Besonders beim Moorschutz sind im ANK 2.0 einige Ziele buchstäblich verwässert. Im bisher geltenden Aktionsprogramm steht die Vorgabe, die Emissionen aus Moorböden bis 2030 jährlich um fünf Millionen Tonnen CO2 zu reduzieren. Dies Ziel soll nun auf 2,5 Millionen Tonnen halbiert werden.

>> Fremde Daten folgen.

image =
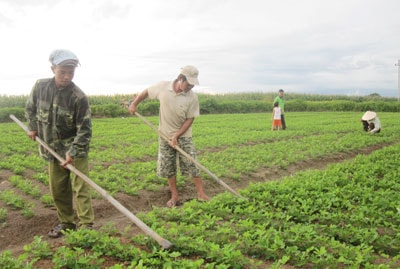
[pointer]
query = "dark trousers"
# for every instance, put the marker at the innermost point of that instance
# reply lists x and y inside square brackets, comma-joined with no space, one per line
[283,122]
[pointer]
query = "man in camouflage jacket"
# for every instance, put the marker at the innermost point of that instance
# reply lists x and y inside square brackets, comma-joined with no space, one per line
[58,112]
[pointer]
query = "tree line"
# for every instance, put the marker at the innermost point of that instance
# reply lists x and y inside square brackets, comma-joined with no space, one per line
[253,102]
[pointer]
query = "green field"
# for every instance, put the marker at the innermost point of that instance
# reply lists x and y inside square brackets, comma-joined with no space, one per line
[343,215]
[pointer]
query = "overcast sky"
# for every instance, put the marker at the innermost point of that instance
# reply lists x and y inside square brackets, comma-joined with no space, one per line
[302,46]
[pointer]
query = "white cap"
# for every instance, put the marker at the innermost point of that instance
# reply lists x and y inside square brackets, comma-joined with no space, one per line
[63,58]
[191,73]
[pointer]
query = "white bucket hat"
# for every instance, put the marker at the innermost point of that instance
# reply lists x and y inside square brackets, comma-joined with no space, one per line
[63,58]
[369,115]
[191,73]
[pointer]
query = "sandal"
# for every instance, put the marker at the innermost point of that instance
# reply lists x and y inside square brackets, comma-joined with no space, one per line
[57,231]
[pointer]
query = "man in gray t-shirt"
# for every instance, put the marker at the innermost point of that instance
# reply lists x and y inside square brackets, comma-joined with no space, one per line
[178,108]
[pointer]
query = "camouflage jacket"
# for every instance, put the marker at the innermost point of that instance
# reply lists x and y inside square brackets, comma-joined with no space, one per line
[61,117]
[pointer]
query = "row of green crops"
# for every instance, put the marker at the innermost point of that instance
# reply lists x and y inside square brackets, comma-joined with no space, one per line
[115,105]
[346,216]
[124,150]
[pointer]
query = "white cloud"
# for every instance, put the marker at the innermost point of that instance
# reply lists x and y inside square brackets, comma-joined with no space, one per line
[302,46]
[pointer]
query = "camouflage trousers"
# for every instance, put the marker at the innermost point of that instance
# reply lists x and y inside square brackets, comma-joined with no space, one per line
[170,160]
[63,184]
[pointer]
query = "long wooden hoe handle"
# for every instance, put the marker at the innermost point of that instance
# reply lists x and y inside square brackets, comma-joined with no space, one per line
[190,157]
[163,242]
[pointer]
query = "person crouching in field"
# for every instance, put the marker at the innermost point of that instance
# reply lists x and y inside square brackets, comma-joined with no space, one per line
[276,117]
[371,122]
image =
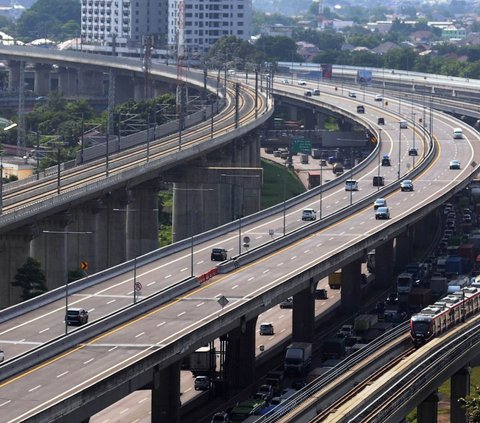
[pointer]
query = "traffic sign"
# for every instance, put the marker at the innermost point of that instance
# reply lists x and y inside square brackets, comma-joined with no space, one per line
[302,145]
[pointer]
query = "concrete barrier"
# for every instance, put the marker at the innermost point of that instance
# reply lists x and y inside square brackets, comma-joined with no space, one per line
[84,333]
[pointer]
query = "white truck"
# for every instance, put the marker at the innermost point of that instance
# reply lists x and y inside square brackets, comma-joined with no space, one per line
[298,357]
[203,361]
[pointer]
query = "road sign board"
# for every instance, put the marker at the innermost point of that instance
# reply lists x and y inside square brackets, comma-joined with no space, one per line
[302,145]
[223,301]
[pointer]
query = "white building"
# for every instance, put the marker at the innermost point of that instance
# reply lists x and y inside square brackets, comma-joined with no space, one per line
[128,21]
[208,20]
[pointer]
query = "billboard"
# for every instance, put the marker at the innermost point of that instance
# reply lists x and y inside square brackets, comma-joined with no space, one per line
[364,77]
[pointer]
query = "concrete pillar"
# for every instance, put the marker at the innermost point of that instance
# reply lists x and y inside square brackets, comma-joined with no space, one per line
[123,88]
[166,395]
[292,113]
[83,236]
[14,250]
[403,249]
[111,223]
[427,411]
[138,89]
[42,79]
[142,220]
[67,81]
[90,83]
[13,75]
[50,248]
[351,292]
[240,355]
[460,388]
[384,264]
[310,119]
[303,315]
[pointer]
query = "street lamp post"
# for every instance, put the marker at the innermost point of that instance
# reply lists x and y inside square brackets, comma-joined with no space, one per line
[399,148]
[65,234]
[379,146]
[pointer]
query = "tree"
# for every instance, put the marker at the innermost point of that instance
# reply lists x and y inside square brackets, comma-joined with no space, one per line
[31,278]
[472,405]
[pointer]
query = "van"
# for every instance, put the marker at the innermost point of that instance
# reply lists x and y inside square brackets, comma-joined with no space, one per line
[351,185]
[457,134]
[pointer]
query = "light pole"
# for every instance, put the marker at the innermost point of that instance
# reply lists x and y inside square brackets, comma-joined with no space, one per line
[399,148]
[379,147]
[224,175]
[135,248]
[65,241]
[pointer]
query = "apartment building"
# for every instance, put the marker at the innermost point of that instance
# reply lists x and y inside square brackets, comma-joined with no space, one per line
[208,20]
[128,21]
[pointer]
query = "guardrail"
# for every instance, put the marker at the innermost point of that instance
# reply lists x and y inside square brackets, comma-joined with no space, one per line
[82,334]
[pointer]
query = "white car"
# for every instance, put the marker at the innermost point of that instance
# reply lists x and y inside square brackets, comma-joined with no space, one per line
[454,164]
[379,202]
[309,214]
[382,213]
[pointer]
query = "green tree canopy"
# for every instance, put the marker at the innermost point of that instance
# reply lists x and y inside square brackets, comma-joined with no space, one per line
[31,279]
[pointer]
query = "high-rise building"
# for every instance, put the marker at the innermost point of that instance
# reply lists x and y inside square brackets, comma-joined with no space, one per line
[126,21]
[206,21]
[129,21]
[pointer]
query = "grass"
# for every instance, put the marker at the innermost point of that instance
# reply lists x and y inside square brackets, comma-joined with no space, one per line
[272,189]
[272,193]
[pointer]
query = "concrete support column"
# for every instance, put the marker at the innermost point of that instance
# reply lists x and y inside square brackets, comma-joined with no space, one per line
[310,119]
[166,395]
[142,220]
[460,388]
[240,355]
[427,411]
[384,264]
[303,315]
[14,250]
[13,75]
[351,289]
[50,248]
[403,249]
[139,90]
[110,232]
[42,79]
[67,81]
[90,82]
[80,244]
[124,91]
[292,112]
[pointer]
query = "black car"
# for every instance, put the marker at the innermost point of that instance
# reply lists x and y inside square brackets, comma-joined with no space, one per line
[76,316]
[218,254]
[288,303]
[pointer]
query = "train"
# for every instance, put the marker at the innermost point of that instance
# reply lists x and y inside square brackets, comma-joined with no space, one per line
[447,312]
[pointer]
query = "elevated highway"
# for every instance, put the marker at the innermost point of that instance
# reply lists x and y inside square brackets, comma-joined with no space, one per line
[118,363]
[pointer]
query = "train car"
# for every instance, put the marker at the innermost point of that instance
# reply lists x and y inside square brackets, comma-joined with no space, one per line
[444,314]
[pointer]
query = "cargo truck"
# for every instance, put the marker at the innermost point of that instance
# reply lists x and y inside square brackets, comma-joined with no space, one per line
[438,285]
[337,169]
[203,361]
[298,357]
[335,280]
[333,348]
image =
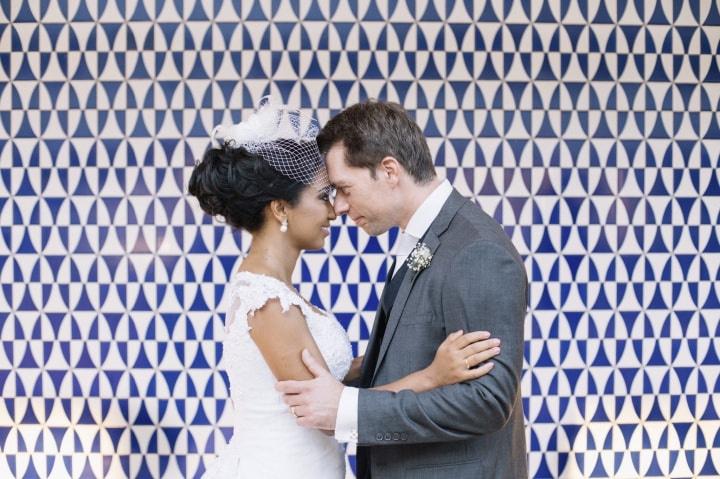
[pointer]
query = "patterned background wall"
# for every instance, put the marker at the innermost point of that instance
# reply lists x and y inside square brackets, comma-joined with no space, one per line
[589,129]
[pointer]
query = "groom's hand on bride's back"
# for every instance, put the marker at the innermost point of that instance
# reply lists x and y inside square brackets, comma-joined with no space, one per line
[315,401]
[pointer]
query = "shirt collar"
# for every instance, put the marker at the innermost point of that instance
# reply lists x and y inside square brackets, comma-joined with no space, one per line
[429,209]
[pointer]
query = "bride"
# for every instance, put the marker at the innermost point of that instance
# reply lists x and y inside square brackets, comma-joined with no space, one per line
[266,175]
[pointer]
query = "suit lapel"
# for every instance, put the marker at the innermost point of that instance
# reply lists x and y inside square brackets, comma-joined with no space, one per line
[432,240]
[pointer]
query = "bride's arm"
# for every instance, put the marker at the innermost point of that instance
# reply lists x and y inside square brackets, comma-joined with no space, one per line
[281,337]
[454,362]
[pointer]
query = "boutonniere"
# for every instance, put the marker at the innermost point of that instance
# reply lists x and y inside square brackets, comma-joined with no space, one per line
[420,257]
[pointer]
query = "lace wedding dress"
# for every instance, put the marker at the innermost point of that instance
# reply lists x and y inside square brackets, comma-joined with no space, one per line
[266,441]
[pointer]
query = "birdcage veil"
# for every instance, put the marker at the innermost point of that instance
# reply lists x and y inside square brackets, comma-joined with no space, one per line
[284,137]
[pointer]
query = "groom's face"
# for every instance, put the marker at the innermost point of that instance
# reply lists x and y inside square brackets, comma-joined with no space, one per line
[360,196]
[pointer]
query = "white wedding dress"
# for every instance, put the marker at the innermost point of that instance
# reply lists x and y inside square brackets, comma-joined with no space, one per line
[267,442]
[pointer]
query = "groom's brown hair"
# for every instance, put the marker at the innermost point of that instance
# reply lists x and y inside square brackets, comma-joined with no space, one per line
[372,130]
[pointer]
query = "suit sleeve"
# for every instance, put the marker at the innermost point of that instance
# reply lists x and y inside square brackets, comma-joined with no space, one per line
[485,289]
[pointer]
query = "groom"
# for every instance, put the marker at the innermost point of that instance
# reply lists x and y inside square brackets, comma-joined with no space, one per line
[454,269]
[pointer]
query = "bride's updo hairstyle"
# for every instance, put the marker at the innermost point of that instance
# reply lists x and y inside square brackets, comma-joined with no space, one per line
[273,155]
[235,186]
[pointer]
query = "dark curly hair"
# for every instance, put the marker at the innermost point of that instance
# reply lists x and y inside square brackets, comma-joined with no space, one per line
[238,185]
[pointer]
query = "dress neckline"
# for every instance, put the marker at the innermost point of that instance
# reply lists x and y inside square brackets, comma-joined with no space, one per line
[312,307]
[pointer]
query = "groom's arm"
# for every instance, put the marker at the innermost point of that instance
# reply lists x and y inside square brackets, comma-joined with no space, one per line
[485,288]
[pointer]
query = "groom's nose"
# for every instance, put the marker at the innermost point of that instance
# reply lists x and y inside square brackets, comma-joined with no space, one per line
[341,205]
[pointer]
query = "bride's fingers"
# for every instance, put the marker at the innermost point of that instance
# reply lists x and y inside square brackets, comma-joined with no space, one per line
[481,357]
[480,346]
[299,411]
[470,338]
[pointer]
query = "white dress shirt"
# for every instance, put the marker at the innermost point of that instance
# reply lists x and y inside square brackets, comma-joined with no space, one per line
[346,423]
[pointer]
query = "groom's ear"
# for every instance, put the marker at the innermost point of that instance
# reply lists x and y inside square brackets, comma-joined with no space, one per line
[390,169]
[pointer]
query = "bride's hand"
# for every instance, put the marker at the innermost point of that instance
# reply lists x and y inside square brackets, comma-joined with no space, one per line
[457,356]
[354,372]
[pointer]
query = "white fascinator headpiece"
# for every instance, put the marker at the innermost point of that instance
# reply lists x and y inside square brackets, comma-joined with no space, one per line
[283,137]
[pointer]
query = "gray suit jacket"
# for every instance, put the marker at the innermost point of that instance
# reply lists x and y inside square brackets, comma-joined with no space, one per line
[475,281]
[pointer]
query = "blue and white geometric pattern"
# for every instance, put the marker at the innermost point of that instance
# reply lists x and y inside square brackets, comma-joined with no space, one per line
[589,129]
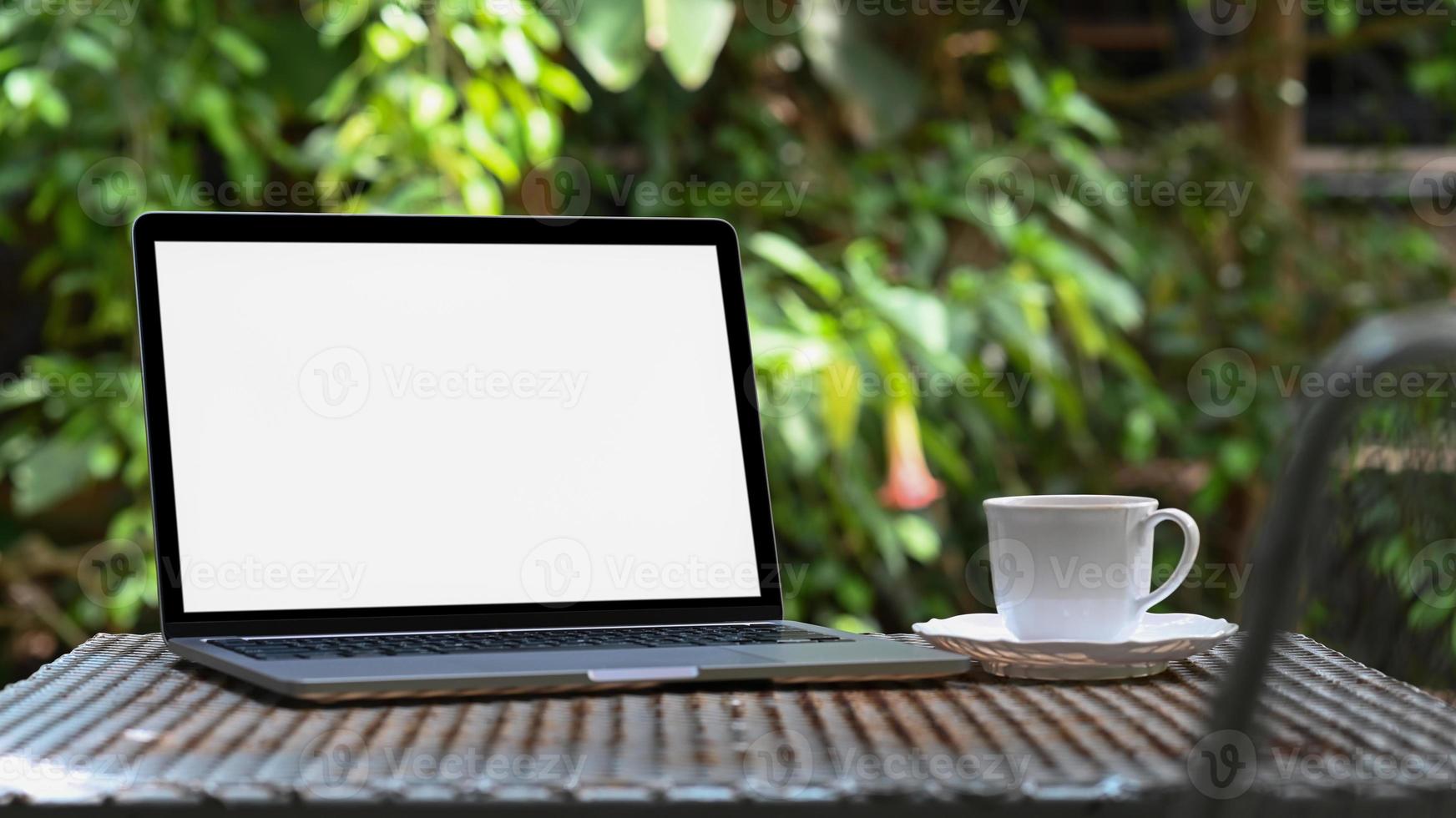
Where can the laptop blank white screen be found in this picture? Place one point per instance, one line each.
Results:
(382, 426)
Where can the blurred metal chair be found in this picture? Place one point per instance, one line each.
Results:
(1383, 344)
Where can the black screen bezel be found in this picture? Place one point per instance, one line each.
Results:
(153, 227)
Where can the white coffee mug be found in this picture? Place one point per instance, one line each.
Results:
(1079, 567)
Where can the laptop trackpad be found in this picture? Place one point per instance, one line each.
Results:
(669, 664)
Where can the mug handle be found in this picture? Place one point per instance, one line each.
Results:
(1184, 565)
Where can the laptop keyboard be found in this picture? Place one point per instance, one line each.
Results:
(497, 641)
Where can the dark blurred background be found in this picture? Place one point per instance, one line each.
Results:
(992, 246)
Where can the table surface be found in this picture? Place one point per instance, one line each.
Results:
(121, 721)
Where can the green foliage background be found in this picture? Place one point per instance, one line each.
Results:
(904, 256)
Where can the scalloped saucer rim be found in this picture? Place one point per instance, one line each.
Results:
(1158, 641)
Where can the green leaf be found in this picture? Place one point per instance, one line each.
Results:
(610, 41)
(792, 260)
(88, 50)
(387, 44)
(520, 56)
(240, 51)
(430, 104)
(919, 538)
(696, 31)
(878, 93)
(564, 86)
(841, 396)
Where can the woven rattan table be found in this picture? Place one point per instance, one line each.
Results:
(123, 724)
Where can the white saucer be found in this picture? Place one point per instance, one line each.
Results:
(1158, 641)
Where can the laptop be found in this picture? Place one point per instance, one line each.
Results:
(424, 456)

Beirat hält auch das neue Programm für nicht ausreichend
Der Wissenschaftliche Beirat für Natürlichen Klimaschutz hatte im Sommer empfohlen, bis 2045 rund 80 Prozent der landwirtschaftlich genutzten Moore wiederzuvernässen. Das entspricht etwa einer Million Hektar. So ein Ziel sucht man im neuen ANK vergebens.
Die eine Million Hektar entsprächen dabei nur etwa sechs Prozent der landwirtschaftlich genutzten Fläche in Deutschland, ordnete Matthias Drösler, Co-Vorsitzender des Beirats, den Vorschlag am Dienstag ein. Dieses Niveau werde mit der aktuellen Weiterentwicklung des Aktionsprogramms noch nicht verfolgt, solle aber als Orientierung für zukünftige Maßnahmen dienen, merkte Drösler an.
Insofern plädiert der Beirat dafür, den ANK 2.0 nochmals nachzuschärfen. Minister Schneider sagte am Montag nur, es werde nicht ausreichen, lediglich in Schutzgebieten Moore zu vernässen. "Wir brauchen viel größere Flächen", betonte er. Dies wolle er aber durch Planungssicherheit, gezielte Anreize, faire Angebote und gemeinsames Vorgehen mit der Landwirtschaft erreichen.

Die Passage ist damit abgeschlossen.